Mais c’est surtout dans les années 2000 après la dissolution du bloc soviétique que l’évidence fait jour : le concours est évidemment politique !

Ukraine / Russie

En 2007, l’Ukraine choisit d’être représentée par la drag queen Verka Serduchka et sa chanson Dancing Lasha Tumbai, de nombreux observateurs notent que les mots « Lasha Tumbai », répétés plusieurs fois dans cette chanson mêlant anglais, allemand, russe et ukrainien, sonnent à l’oreille comme « Russia, goodbye ». Verka Serdushka s’en défend, assurant qu’il s’agit d’un terme mongol pour dire « crème fouettée » !

Russie / Géorgie

L’organisation du concours par la Russie en 2009 est tendue : en guerre contre la Géorgie moins d’un an plus tôt, la Russie accuse cette dernière de ne pas respecter l’apolitisme imposé par le règlement dans sa chanson.
Le titre, notamment, pose problème: « We Don’t Want To Put In » peut se comprendre comme « Nous ne voulons pas de Poutine ». La Géorgie refuse de changer les paroles et le titre et se retire du concours, mais la chanson connaît un véritable succès en Europe de l’Est.

Arménie / Azerbaidjan

Alors que l’Arménie commémore en 2015 les cent ans de son génocide, elle se fait représenter à l’Eurovision par le groupe Genealogy et sa chanson Don’t Deny (« Ne niez pas »).
Le morceau s’attire les critiques de l’Azerbaïdjan et de la Turquie, qui y voient une condamnation de leur propre refus de reconnaître le génocide, mais l’UER décide de le garder.
Le titre est néanmoins remplacé par Face the Shadow (« regardez les ténèbres en face ») mais le texte reste intact, et les paroles « ne niez pas » ne quittent pas le refrain.

Ukraine / Russie, 2016

L’Ukraine est représentée cette année-là par Jamala, Tatare de Crimée, et sa chanson 1944.
Un texte qui commémore la déportation stalinienne subie par son peuple :
Du 18 au 20 mai 1944, la quasi-totalité des Tatars de Crimée, peuple musulman d’origine turque alors accusé par Staline d’avoir collaboré avec les nazis, ont été entassés dans des wagons de marchandises et déportés, la plupart en Asie centrale où la moitié d’entre eux sont morts.
Parmi eux se trouvaient l’arrière-grande-mère de Jamala avec ses quatre fils et sa fille. Son mari combattait alors les nazis dans les rangs de l’armée soviétique. La famille a été « enfermée dans un wagon de marchandises, comme des bêtes, sans eau, sans nourriture et expédiée vers l’Asie centrale », raconte l’artiste. Rien que pendant ce voyage, environ 8.000 personnes sont mortes de soif et de la typhoïde.
Quand la chanteuse remporte la victoire alors que la Russie était ultra favorite, plusieurs officiels russes menacent de boycotter le concours l’année suivante à Kiev. Ils tenteront finalement d’y participer, mais un autre problème survient: leur chanteuse Ioulia Samoïlova est interdite d’entrer en Ukraine, et la délégation russe refuse une participation à distance.

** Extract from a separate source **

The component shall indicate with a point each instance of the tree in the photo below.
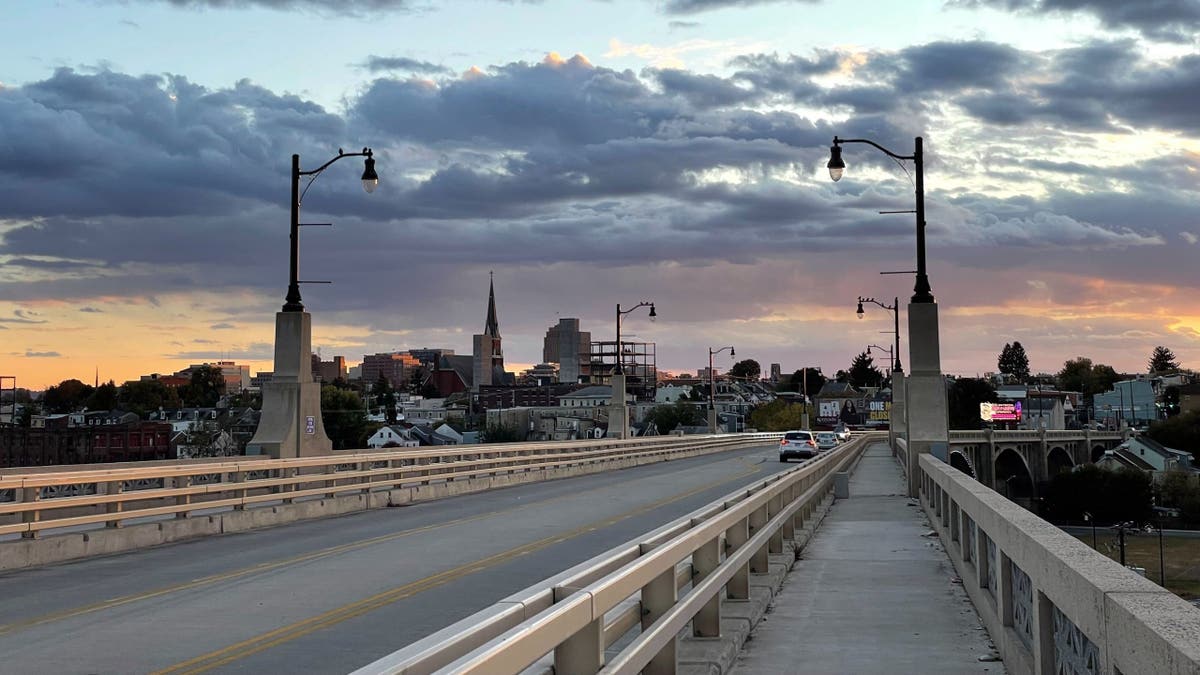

La Russie se retire donc de l’Eurovision… l’année suivante, la Russie revient !

En 2022, elle sera exclue après l’invasion de l’Ukraine… qui gagna à nouveau le concours, mais sans pouvoir en assumer l’organisation. C’est Liverpool qui prendra le relais.

Affaires des drapeaux de 2016…

En 2016, les membres de l’UER ont tenté de gardé secrète une liste des drapeaux autorisés dans laquelle ils proscrivent les drapeaux publicitaires, mais aussi notamment les étendards régionaux et provinciaux (illustrant ainsi leur exemple avec le drapeau basque ou bretons), ainsi que ceux « contenant ou représentant des états que les organisateurs considèrent comme politiques ou religieux en particulier les drapeaux de territoires disputés », comme le drapeau du Kosovo ou bien de la Palestine. Enfin, le drapeau de l’Etat Islamique, « strictement interdit ».
Les indépendantistes corses réagissent immédiatement : « La pire des choses est que notre drapeau soit placé au même rang que celui des terroristes de l’organisation Etat islamique ».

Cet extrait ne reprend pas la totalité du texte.